I received my Bachelor's Degree from Drew University in Economics and Political Science. While at Drew, I was fortunate enough to study at the United Nations for one semester - an experience I'll never forget! After working for 1 year, I went back to school to earn my Master's Degree in Economics from SUNY Albany. However, my studies have never stopped. While working in the private sector, I earned the Certified Employee Benefits Specialist designation. I've also held securities licenses (FINRA 6, 7, 24, & 63) as well as the Life Insurance licenses. I also earned the Competent Communicator designation from Toastmasters International - an organization that helps people improve their speaking and leadership skills.
I have been teaching students in a variety of settings since 2001. Currently, I am the Associate Dean of General studies at a local college. However, I discovered my love of teaching while I was an adjunct teacher at Quincy College. While there, I taught Economics and Finance. I've also had the pleasure substitute teaching in both the Braintree and Quincy public school systems.
As you may be able to tell, I love teaching Economics! It's a subject that is always in the news and I love teaching the theory and relating it to the real world. Economics is tied closely with government - another subject that I like to discuss especially now given the Presidential election next year.

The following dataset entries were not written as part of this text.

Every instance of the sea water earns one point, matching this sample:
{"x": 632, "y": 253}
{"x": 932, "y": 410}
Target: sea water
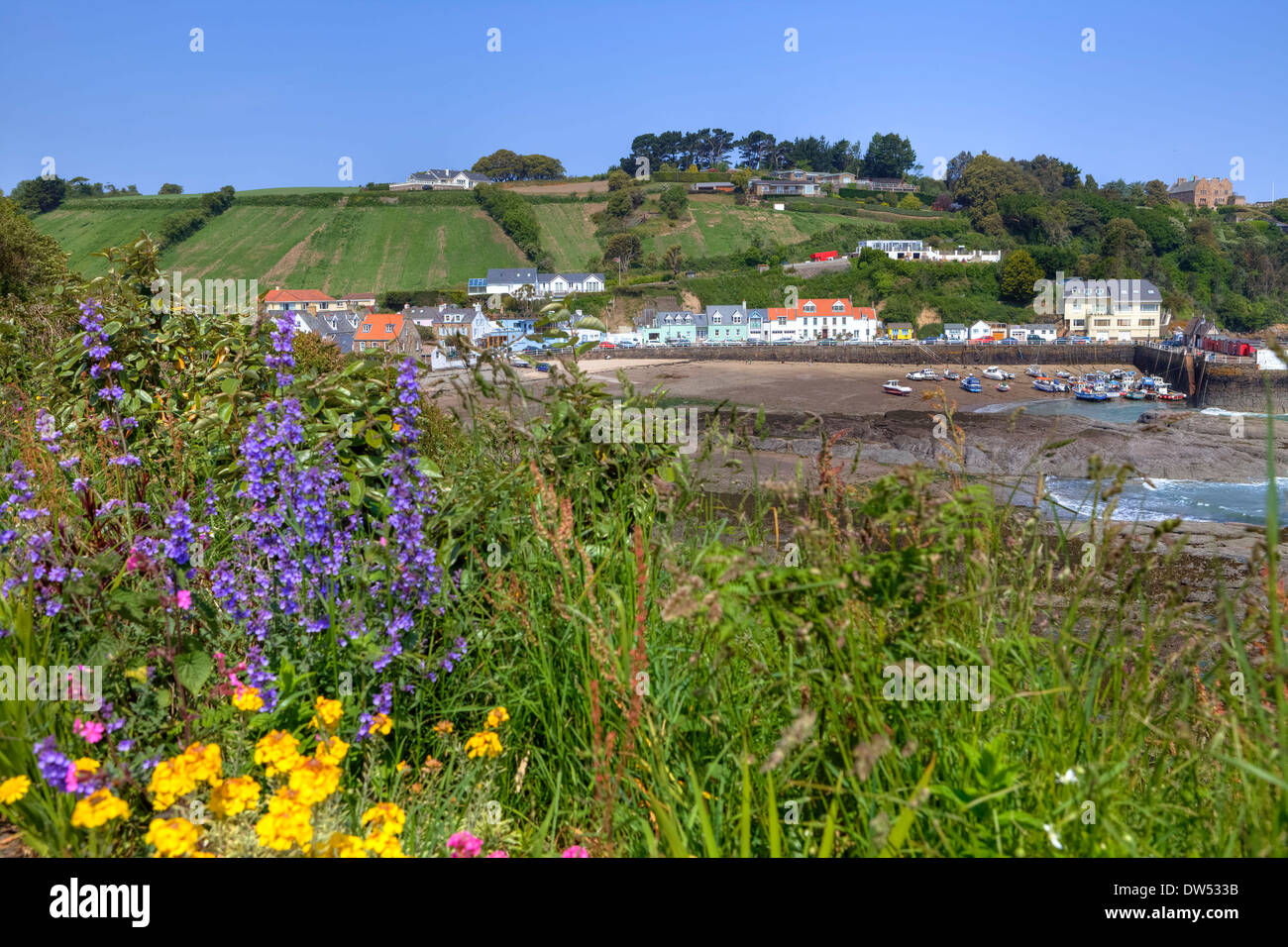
{"x": 1162, "y": 499}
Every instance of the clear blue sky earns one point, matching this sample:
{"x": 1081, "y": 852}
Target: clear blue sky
{"x": 283, "y": 90}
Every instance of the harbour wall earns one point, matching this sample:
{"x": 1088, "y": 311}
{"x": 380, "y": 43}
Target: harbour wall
{"x": 913, "y": 355}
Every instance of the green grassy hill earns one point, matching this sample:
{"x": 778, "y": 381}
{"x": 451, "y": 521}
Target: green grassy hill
{"x": 322, "y": 239}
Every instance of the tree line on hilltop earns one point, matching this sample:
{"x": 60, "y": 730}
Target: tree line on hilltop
{"x": 888, "y": 155}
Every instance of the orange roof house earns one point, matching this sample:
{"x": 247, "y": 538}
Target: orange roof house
{"x": 387, "y": 331}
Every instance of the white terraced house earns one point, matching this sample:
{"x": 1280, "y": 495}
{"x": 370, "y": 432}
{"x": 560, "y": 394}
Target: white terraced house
{"x": 1115, "y": 309}
{"x": 518, "y": 281}
{"x": 442, "y": 179}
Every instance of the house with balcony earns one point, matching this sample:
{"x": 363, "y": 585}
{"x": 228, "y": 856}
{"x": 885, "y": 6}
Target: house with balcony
{"x": 768, "y": 187}
{"x": 726, "y": 324}
{"x": 956, "y": 331}
{"x": 442, "y": 179}
{"x": 447, "y": 321}
{"x": 811, "y": 320}
{"x": 278, "y": 300}
{"x": 526, "y": 281}
{"x": 1115, "y": 309}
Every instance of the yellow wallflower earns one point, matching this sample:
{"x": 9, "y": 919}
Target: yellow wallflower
{"x": 205, "y": 763}
{"x": 331, "y": 750}
{"x": 288, "y": 822}
{"x": 385, "y": 845}
{"x": 235, "y": 796}
{"x": 248, "y": 698}
{"x": 496, "y": 718}
{"x": 380, "y": 723}
{"x": 385, "y": 817}
{"x": 94, "y": 810}
{"x": 329, "y": 712}
{"x": 170, "y": 780}
{"x": 314, "y": 780}
{"x": 342, "y": 845}
{"x": 13, "y": 789}
{"x": 277, "y": 753}
{"x": 484, "y": 744}
{"x": 171, "y": 836}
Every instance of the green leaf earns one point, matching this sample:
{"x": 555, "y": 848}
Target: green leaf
{"x": 192, "y": 669}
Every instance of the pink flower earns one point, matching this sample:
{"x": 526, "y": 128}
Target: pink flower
{"x": 89, "y": 729}
{"x": 465, "y": 845}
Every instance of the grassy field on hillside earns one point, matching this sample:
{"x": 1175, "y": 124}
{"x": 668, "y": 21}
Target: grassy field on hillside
{"x": 246, "y": 243}
{"x": 82, "y": 231}
{"x": 715, "y": 228}
{"x": 384, "y": 248}
{"x": 568, "y": 232}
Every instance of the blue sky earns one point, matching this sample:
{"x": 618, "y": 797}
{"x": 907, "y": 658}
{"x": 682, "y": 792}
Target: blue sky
{"x": 283, "y": 90}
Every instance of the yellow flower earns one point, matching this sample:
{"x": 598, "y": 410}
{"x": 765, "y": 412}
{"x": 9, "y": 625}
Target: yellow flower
{"x": 170, "y": 780}
{"x": 340, "y": 845}
{"x": 386, "y": 817}
{"x": 331, "y": 750}
{"x": 85, "y": 768}
{"x": 94, "y": 810}
{"x": 329, "y": 712}
{"x": 484, "y": 744}
{"x": 171, "y": 838}
{"x": 385, "y": 845}
{"x": 277, "y": 751}
{"x": 314, "y": 780}
{"x": 13, "y": 789}
{"x": 248, "y": 698}
{"x": 205, "y": 763}
{"x": 235, "y": 796}
{"x": 286, "y": 823}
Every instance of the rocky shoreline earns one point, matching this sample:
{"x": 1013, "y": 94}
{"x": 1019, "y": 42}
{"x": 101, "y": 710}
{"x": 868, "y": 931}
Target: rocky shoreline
{"x": 1166, "y": 445}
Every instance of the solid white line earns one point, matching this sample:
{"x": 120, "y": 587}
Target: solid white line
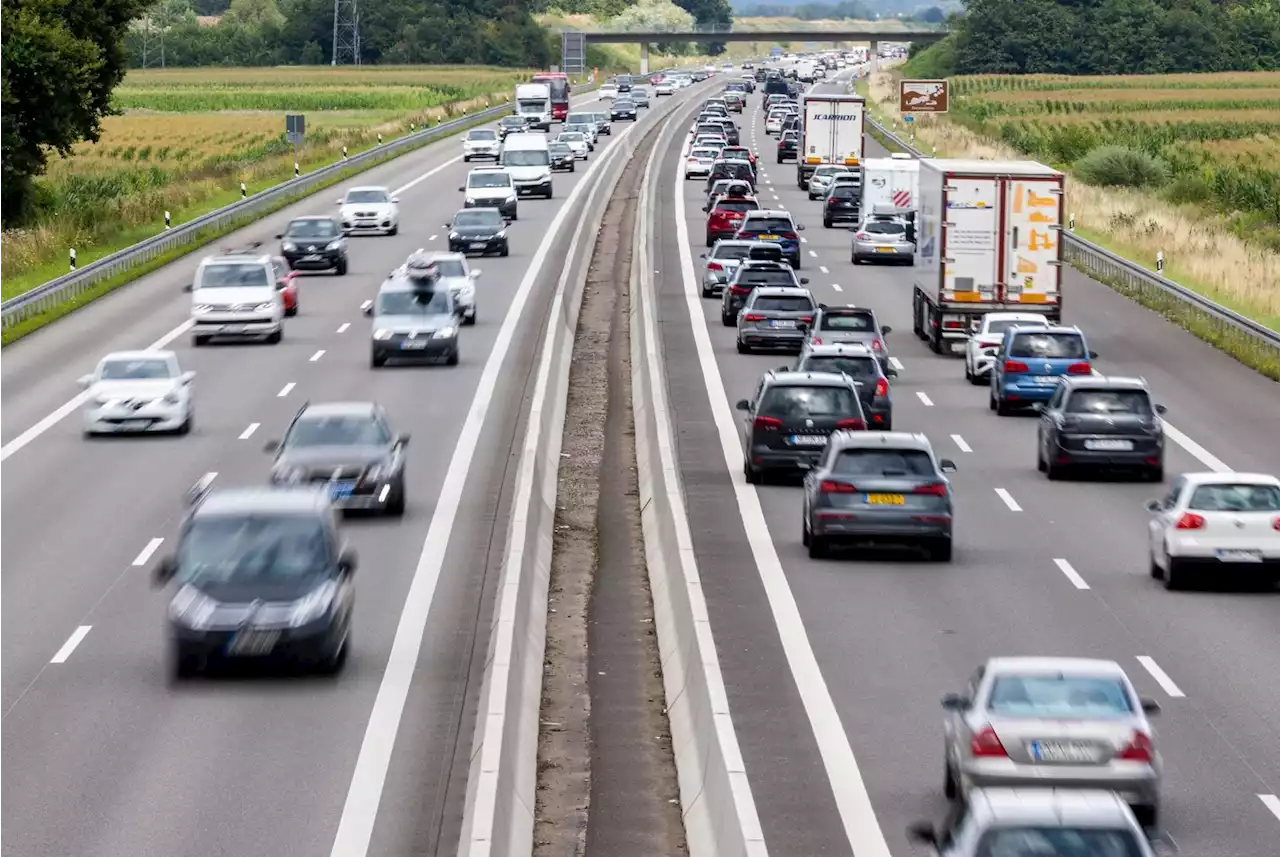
{"x": 1072, "y": 574}
{"x": 360, "y": 811}
{"x": 853, "y": 802}
{"x": 69, "y": 646}
{"x": 1161, "y": 677}
{"x": 149, "y": 551}
{"x": 1009, "y": 500}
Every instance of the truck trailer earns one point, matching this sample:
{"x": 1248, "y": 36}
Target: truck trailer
{"x": 988, "y": 239}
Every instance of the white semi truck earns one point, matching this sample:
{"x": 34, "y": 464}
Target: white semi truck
{"x": 987, "y": 239}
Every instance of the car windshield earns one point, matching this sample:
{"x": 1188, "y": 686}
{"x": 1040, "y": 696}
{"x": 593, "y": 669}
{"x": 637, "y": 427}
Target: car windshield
{"x": 1104, "y": 402}
{"x": 414, "y": 303}
{"x": 233, "y": 275}
{"x": 1059, "y": 696}
{"x": 247, "y": 549}
{"x": 1047, "y": 345}
{"x": 1235, "y": 498}
{"x": 312, "y": 229}
{"x": 791, "y": 402}
{"x": 136, "y": 370}
{"x": 1059, "y": 842}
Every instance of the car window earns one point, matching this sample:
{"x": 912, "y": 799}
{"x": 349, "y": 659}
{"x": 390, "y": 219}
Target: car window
{"x": 1069, "y": 697}
{"x": 1047, "y": 345}
{"x": 791, "y": 402}
{"x": 1235, "y": 498}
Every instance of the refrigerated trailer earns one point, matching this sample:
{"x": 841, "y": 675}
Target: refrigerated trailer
{"x": 988, "y": 238}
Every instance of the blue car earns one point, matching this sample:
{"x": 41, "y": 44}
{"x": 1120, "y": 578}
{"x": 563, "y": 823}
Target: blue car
{"x": 1031, "y": 362}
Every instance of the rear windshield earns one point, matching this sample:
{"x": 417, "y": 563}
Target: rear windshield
{"x": 1047, "y": 345}
{"x": 1077, "y": 697}
{"x": 791, "y": 402}
{"x": 1235, "y": 498}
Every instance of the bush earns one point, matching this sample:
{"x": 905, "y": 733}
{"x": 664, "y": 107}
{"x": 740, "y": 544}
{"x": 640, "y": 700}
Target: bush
{"x": 1121, "y": 166}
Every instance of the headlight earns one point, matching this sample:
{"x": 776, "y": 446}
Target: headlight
{"x": 192, "y": 608}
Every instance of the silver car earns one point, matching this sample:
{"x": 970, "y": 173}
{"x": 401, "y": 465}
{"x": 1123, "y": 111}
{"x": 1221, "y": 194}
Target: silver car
{"x": 1052, "y": 722}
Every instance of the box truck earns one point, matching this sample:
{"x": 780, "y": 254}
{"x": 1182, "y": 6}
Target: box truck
{"x": 831, "y": 132}
{"x": 988, "y": 238}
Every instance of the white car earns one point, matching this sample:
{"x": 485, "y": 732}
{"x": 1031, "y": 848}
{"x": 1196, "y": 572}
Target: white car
{"x": 1216, "y": 522}
{"x": 576, "y": 141}
{"x": 138, "y": 392}
{"x": 369, "y": 210}
{"x": 979, "y": 352}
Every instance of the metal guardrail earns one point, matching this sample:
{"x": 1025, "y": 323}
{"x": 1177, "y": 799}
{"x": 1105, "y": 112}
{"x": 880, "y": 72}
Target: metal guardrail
{"x": 1249, "y": 342}
{"x": 72, "y": 285}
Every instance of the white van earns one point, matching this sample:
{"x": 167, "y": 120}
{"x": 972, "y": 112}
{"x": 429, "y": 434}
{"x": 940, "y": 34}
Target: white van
{"x": 528, "y": 159}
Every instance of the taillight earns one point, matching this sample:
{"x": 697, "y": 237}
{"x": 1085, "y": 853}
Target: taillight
{"x": 1139, "y": 748}
{"x": 987, "y": 743}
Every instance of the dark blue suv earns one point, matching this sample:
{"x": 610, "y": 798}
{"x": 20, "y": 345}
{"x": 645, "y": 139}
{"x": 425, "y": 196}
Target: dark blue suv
{"x": 1031, "y": 362}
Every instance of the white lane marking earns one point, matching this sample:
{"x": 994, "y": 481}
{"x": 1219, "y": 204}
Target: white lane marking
{"x": 1072, "y": 574}
{"x": 1009, "y": 500}
{"x": 69, "y": 646}
{"x": 147, "y": 553}
{"x": 1161, "y": 677}
{"x": 862, "y": 826}
{"x": 369, "y": 778}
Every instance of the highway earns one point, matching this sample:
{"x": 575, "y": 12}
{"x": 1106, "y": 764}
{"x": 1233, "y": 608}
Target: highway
{"x": 101, "y": 755}
{"x": 835, "y": 669}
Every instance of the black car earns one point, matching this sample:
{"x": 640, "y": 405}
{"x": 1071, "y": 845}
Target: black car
{"x": 263, "y": 574}
{"x": 787, "y": 422}
{"x": 479, "y": 230}
{"x": 1102, "y": 422}
{"x": 314, "y": 244}
{"x": 348, "y": 449}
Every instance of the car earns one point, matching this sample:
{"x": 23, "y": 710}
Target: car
{"x": 981, "y": 348}
{"x": 775, "y": 319}
{"x": 492, "y": 187}
{"x": 138, "y": 393}
{"x": 261, "y": 574}
{"x": 481, "y": 142}
{"x": 776, "y": 225}
{"x": 314, "y": 243}
{"x": 1040, "y": 821}
{"x": 1095, "y": 421}
{"x": 1032, "y": 361}
{"x": 350, "y": 450}
{"x": 750, "y": 275}
{"x": 1210, "y": 526}
{"x": 414, "y": 319}
{"x": 859, "y": 363}
{"x": 479, "y": 230}
{"x": 1052, "y": 723}
{"x": 791, "y": 418}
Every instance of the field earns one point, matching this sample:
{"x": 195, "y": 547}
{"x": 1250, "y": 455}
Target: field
{"x": 1208, "y": 191}
{"x": 186, "y": 138}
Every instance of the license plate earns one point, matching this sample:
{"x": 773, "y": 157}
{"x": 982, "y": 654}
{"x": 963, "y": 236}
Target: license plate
{"x": 1063, "y": 751}
{"x": 1109, "y": 445}
{"x": 254, "y": 642}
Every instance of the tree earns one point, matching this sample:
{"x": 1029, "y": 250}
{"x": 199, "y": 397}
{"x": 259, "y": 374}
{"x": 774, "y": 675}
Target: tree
{"x": 59, "y": 63}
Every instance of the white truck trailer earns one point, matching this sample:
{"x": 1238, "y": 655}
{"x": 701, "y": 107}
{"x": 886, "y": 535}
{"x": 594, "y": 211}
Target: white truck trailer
{"x": 987, "y": 239}
{"x": 831, "y": 132}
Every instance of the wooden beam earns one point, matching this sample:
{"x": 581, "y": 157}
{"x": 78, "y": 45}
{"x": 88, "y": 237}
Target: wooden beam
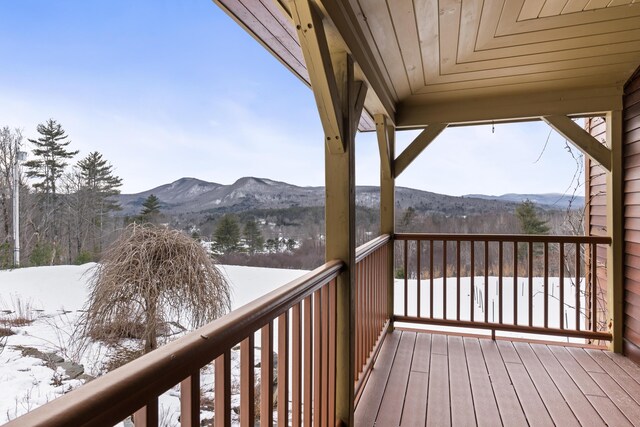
{"x": 615, "y": 228}
{"x": 419, "y": 112}
{"x": 340, "y": 215}
{"x": 386, "y": 143}
{"x": 360, "y": 90}
{"x": 581, "y": 139}
{"x": 343, "y": 18}
{"x": 421, "y": 142}
{"x": 386, "y": 157}
{"x": 317, "y": 57}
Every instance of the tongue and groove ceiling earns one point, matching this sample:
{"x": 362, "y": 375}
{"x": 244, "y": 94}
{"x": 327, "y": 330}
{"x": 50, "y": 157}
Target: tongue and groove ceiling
{"x": 454, "y": 60}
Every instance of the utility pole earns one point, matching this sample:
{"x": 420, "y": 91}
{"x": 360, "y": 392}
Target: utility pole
{"x": 20, "y": 156}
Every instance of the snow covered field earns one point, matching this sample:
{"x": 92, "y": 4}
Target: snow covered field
{"x": 52, "y": 296}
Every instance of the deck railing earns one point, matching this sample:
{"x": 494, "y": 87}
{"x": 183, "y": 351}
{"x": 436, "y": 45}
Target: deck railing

I also enjoy finance as most of my career has been involved with finance and investments - especially retirement planning - a topic many people do not want to think about but is quite important in the long run!
While not teaching, I enjoy spending time with my family and cheering on the Boston sport teams. In the past I ran cross country in college and was captain of the team. I was also fortunate to complete the Boston Marathon - where I ran half of it (the other half I walked)!
Given the differing age groups that I have taught, I feel comfortable teaching anyone. I am very patient with students and take the time so that students understand the subject matter. To me, students come first and I will do whatever I can to help the student learn the material! I typically end a class with a joke - while I cannot promise that the jokes are good, I do hope to put a smile on people's faces!
Drew University - Bachelors, Economics & Political Science
SUNY at Albany - Masters, Economics
What is your teaching philosophy?
My philosophy is that every student learns at different rates. It is my responsibility to provide the tools necessary for the student to understand the concepts being taught. Patience is a must, and being able to adapt to differing teaching techniques so that students can learn is a must. I am a big proponent of active learning.
What might you do in a typical first session with a student?
I would introduce myself and provide my background. I would want to learn more about the student such as hobbies, jobs, and classes he/she is taking. I would like to know favorite subjects and what he/she likes about each one. I would also like to know his/her expectations regarding me. I want to know what I can do to help the student be successful in the subject.
How can you help a student become an independent learner?
I would provide clear instructions and expectations to be successful with our time. I would also have the student find "real-world" examples and then integrate it into the subject. This would teach the student that the subject matter being taught has an impact in every-day life.
How would you help a student stay motivated?
Providing positive reinforcement.
If a student has difficulty learning a skill or concept, what would you do?
I would change my teach strategy. If that does not work, I would continue to ask probing questions to determine the root cause of the issue.
How do you help students who are struggling with reading comprehension?
I rephrase the questions. I also try to use examples that the student can relate to.
What strategies have you found to be most successful when you start to work with a student?
Getting to know the student first is key. Once I can build a relationship, it helps with the teaching aspect.
How would you help a student get excited/engaged with a subject that they are struggling in?
First, I would have to show my excitement in the subject. If I'm excited, the student will then get more excited. Once the student is more excited, I can then begin to engage him/her. Part of this can be done by providing real-world examples and having the student provide examples as well.
What techniques would you use to be sure that a student understands the material?
I would have the student repeat back to me the concepts learned. I would also have the student provide examples of the topic learned. Finally, I would ask "test" questions to see if he/she understood the concepts, too.
How do you build a student's confidence in a subject?
Positive reinforcement. Tell the student what he/she did well. For incorrect items or concepts, tell the students was doing correctly and then show where the error occurred. I would then ask the question again to see if he/she understood the concept. Again, if it was incorrect, tell the student what he/she was doing correctly and repeat the steps noted above.
How do you evaluate a student's needs?
Ask the student, and then watch body language and other signs. If a person is struggling but does not communicate it, he/she will let you know though other ways. It is my job to help realized what those other communication techniques. It will be easier to tell once I get to know the student better.
How do you adapt your tutoring to the student's needs?
I believe that I must find ways to teach the subject that it understandable to the student. If I tried several ways and the student still does not understand, I will need to go through other sources to find different ways to teach the concept. I believe everyone is teachable. A teacher needs to be patient and flexible to help the student - along with positive re-enforcement.
What types of materials do you typically use during a tutoring session?
Textbook, news stories found in the internet or in magazines, videos that portray the subject matter. The more ways a student sees the subject, the more he/she will understand and learn it.